The stalemate has reached a stage where almost all developers of infrastructure projects — whether pertaining to roads, ports, airports, power or railways — are in complete disagreement with clauses in the RFQ that allow a fixed number of tenders (only six bidders in the case of roads) to enter the final phase of price bids. “This one clause in the RFQ document has not only affected the road projects, but has also affected progress in awarding airport and port projects,” says Pandurangi.
Another bottleneck is assigning marks on the basis of experience at the pre-qualification stage, which automatically disqualifies new companies wanting to enter infrastructure development. Moreover, those that win one contract will get higher scores for subsequent projects, thereby leaving all infrastructure projects to be dominated by a few companies. “The principle is sound, as this clause aims to attract the most capable companies in the execution of infrastructure projects,” says Chatterjee. “However, it should be applied to large infrastructure projects such as airports, and not to small ones.”
Since December 2007, as many as 60 tenders under NHDP 3, the largest national highway project meant to connect towns and cities of importance with four-lane roads, have been on hold because of this clause in the RFQ document, which has been challenged by a host of highway developers, including the NHBF. “When the highway projects first started, there were probably only three-four such companies,” says NHBF’s Murali. “Over the years, through a process of capacity building, this number has gone up to 150. If the intention of this clause is to weed out non-serious bidders, why would companies want to spend Rs 1-2 crore to process documents just to qualify for bidding?”
(Pic by Tribhuwan Sharma)
The Delhi High Court, which has not accepted the developers’ plea, said in November that the deletion of the clause at this late stage would be like “changing the rules of the game mid-way”, and that this would further delay the awarding of contracts for projects of national importance. The finance ministry endorses this view as the bidding process has already reached an advanced stage. “This clause has been deleted from future highway tenders,” admits S.V. Patwardhan, chief executive director of Madhucon Projects. “However, now things are different. Given the current financial situation, banks are not funding projects. A tacit ‘wait and watch’ approach has been adopted.”
A more recent issue is the clubbing of commercial land to ‘cross-subsidise’ an infrastructure project, over and above the new concept of viability gap funding (VGF), where the government offers up to 40 per cent of a project’s cost as a grant to improve its financial viability.
This is not without dangers. While the Maharashtra government refused to stake land for its metro rail project, the Andhra Pradesh government did. Thereafter, the Hyderabad project got mired in controversy over allegations that the winning consortia (Maytas) had unfair advantage as the land clubbed with the project was already owned by the consortia. “It is not a good idea to club commercial land with infrastructure projects as real estate has its own vagaries,” says Chatterjee. Officials agree with this.

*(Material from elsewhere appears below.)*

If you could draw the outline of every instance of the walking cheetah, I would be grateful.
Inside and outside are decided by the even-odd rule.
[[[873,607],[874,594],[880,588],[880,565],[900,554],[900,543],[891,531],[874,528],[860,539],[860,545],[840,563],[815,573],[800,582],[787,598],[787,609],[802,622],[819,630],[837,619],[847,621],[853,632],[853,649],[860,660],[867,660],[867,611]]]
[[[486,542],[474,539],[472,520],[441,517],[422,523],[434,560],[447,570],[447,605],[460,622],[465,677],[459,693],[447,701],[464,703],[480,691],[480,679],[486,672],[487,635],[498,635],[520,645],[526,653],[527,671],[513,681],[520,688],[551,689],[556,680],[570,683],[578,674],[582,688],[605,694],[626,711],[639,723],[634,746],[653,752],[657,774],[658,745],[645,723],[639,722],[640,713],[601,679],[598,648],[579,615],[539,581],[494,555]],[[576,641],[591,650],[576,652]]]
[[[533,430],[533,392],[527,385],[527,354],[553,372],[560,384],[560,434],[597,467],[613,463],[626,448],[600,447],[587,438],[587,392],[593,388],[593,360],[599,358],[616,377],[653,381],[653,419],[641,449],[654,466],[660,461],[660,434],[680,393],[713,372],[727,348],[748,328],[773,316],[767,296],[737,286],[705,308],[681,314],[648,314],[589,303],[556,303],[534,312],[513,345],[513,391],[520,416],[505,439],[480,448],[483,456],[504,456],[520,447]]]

More often than not, there is no consensus on the right way forward — whether on MCAs, qualification documents, or even the exact definition of ‘infrastructure’. For instance, while banks follow the Reserve Bank of India’s lead, there is another definition that allows exemptions under the Income Tax Act. Indeed, this issue was flagged off at the PM’s Apex Committee meeting recently, while considering the stimulus package (see box ‘Guiding Light’).

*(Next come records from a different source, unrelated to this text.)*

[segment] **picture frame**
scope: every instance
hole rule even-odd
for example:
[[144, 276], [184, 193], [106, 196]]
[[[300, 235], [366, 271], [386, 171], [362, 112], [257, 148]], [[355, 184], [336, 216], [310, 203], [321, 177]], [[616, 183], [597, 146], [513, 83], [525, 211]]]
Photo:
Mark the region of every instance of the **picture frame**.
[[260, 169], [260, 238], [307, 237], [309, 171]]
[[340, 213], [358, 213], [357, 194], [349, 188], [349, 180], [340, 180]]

The government is already preparing a policy document to list out the pros and cons of offering land to infrastructure projects. This can be expected to lead to more discussions and, no doubt, more disagreements. Somewhere in this unresolved territory between good intentions and confused policy lies the future of Indian infrastructure. Whatever you can rightly say about India, as economist Joan Robinson once said famously, the opposite is also true.